Greve na universidade


Adailson Pereira


Tramita no Congresso Nacional, o Projeto de Lei Parlamentar (PLP) 257/16, que consiste em estabelecer o plano de auxílio aos Estados e ao Distrito Federal e medidas de estímulo ao reequilíbrio fiscal, que resultará em congelamento de salários, aumento da cota previdenciária. Em Brasília, o governo de Michel Temer trabalha para aprovar também a Proposta de Emenda à Constituição (PEC) 241/16, chamada de Novo Regime Fiscal, a qual limita a despesas básicas da união aos gastos do ano anterior, corrigidos pelo Índice Nacional de Preços ao Consumidor Amplo (IPCA).

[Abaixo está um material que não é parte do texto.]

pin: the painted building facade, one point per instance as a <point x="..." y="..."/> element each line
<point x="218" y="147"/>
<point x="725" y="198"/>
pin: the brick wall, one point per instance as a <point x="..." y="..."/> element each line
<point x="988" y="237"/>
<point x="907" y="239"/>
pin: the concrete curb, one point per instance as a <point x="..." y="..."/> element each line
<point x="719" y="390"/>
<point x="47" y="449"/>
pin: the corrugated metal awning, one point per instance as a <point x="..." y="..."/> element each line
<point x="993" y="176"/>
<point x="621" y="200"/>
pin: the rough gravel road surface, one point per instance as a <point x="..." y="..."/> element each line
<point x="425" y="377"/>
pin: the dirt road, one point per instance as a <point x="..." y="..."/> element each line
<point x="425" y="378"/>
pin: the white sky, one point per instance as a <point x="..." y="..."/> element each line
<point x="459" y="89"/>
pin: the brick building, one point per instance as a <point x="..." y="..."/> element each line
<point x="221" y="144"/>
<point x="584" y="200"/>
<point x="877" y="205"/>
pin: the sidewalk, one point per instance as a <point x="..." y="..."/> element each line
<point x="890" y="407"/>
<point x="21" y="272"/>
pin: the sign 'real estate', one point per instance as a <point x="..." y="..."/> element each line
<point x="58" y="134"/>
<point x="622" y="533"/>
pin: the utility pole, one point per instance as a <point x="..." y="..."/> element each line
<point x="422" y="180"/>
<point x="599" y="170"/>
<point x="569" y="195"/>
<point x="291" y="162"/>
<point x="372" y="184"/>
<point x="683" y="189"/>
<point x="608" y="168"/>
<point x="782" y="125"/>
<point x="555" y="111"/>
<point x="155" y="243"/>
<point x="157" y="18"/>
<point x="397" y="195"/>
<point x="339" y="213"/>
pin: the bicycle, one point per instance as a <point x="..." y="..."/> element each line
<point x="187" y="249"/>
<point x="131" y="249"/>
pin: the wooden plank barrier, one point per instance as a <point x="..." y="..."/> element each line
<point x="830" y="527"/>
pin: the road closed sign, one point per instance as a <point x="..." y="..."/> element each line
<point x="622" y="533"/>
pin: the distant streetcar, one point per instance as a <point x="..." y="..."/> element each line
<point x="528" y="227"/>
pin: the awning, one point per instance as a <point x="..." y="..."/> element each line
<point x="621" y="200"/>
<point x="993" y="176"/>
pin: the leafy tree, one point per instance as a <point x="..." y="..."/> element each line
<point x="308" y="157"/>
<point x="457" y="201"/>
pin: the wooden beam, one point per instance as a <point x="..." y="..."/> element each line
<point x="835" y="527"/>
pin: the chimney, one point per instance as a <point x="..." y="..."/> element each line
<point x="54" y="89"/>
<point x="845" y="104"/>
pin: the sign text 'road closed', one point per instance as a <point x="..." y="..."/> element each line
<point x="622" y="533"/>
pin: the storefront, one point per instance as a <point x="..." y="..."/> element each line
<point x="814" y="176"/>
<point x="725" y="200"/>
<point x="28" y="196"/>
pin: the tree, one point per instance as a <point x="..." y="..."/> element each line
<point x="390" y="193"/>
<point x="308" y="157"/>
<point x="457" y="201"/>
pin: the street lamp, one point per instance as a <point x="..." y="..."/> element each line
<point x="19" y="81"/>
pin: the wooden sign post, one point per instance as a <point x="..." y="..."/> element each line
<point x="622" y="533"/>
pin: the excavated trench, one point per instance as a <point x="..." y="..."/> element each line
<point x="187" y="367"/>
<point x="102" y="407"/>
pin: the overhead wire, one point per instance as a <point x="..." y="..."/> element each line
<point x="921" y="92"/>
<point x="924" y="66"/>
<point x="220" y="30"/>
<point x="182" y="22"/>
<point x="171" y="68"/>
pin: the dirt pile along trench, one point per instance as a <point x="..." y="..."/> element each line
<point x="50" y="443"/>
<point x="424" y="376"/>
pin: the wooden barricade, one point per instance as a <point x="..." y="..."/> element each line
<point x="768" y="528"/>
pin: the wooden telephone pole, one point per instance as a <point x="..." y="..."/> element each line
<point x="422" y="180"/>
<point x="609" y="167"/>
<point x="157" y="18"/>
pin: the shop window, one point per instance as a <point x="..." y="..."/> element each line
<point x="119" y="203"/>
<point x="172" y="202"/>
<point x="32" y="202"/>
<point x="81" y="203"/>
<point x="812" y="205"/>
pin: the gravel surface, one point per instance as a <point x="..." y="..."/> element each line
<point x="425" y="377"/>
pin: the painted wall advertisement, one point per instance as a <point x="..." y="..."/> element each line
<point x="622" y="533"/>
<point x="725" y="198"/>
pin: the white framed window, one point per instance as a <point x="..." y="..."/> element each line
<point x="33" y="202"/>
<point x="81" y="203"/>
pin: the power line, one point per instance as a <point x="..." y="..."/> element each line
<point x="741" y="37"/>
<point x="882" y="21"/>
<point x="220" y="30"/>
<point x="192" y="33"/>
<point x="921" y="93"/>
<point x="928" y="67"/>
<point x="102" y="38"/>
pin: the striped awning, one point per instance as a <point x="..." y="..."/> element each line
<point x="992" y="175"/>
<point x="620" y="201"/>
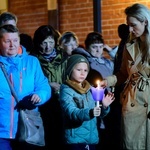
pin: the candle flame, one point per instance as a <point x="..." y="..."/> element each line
<point x="98" y="84"/>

 Presidente da Adufmat, Reginaldo Araújo, é cauteloso ao falar sobre o momento de greve na UFMT


Como estes projetos mexem com investimentos na educação e saúde, com redução de salários, além de congelamentos de despesas, desagradam os servidores e gestores públicos. Para defender os seus direitos de melhorias, vários sindicatos ligados às estas áreas discutem, em assembleias, a possibilidade de mobilização e, não havendo negociação com o governo, surge no horizonte adesão à greve. O que implica paralisação das atividades nas universidades federais pelo país e órgãos de saúde sem atividades, mesmo diante do caos no setor, que se arrasta por diversos governos no Brasil.

No país já inicia-se um debate nos órgãos sindicais que discutem suas demandas políticas e afirmam que há ataques aos direitos trabalhistas impostos pelo Governo Federal, com suas medidas de aperto fiscal para pagamento de dívidas da União. Se o setor de saúde, a situação demonstra preocupação, as universidades de algumas regiões já amargam calendário fora de época devido aos protestos com paralisações por um longo período. Este é o caso da Universidade Federal de Mato Grosso (UFMT), no centro-oeste, que na última década paralisou suas atividades por duas vezes, em 2012 e 2015. A última sendo protagonizada por ser a maior da história na instituição mato-grossense.

De acordo com a Assessoria de Imprensa da Associação dos Docentes da Universidade Federal de Mato Grosso (Adufmat- SSIND), “não é possível afirmar se haverá greve. A adesão de greve tem de ser feita em assembleia geral. O Sindicato dos Trabalhadores Técnico-administrativos (Sintuf) aprovou na semana passada um indicativo de paralisação, o que significa um dia de suspensão de suas atividades, indicando que a categoria poderá iniciar uma greve. Os docentes não deram nenhum passo nesse sentido. O Sindicato Nacional dos Docentes das Instituições de Ensino Superior (ANDES), apenas discute a necessidade de organizar essa greve para tentar barrar esses projetos”, de iniciativa do governo federal, que tramita no Congresso e com amplo debate.

PEC da discórdia

Se aprovada, a PEC 241/16 resultará na redução de verbas nas universidades, avaliam os sindicatos do setor, que já fazem as contas. Na última década, muitas instituições de ensino no Brasil iniciaram expansão de suas estruturas incentivadas pelo governos petistas, de Lula e Dilma Rousseff. Como exemplo a UFMT recentemente instalou na cidade de Várzea Grande, mais um Campus universitário, que receberá  cinco cursos no ano que vem. Todos na área de Engenharia (Engenharia de Transporte, Engenharia de Minas, Engenharia da Computação, Engenharia de Automação e Controle e Engenharia Química).

Os campi de Sinop e Rondonópolis da instituição receberam, respectivamente, em 2014  cursos de Medicina  que estão nos primeiros anos de atividades, portanto, exigindo investimentos. No entanto, a reitoria da UFMT, depois das novas medidas do governo, com cortes nos investimento públicos na educação (que nas universidades federais, a previsão de 15% perdas no orçamento), os projetos preocupam, porque precisam atender as necessidades básicas para o desenvolvimento do trabalho de professores e alunos.

Diante do quadro de disputas no Congresso Nacional e pelas dificuldades de diálogos como governo, o presidente da Adufmat, Reginaldo Araújo, tem visão mais pontual, porém, trata a questão com reservas. Segundo ele “assim que perceber que não há diálogo com os políticos, haverá sim greve. Neste momento não tem indicativo. Existe negociação no Congresso Nacional e com o Ministro da Educação Mendonça Filho, em relação aos projetos impostos pelo governo interino de Michel Temer (PMDB)”.

Demonstrando cautela, Araújo avalia que “na UFMT, (campus) Cuiabá, não se fala em greve, para isso acontecer, deve ser aprovado em assembleia o indicativo para depois aderir ou não a paralisação de suas atividades”.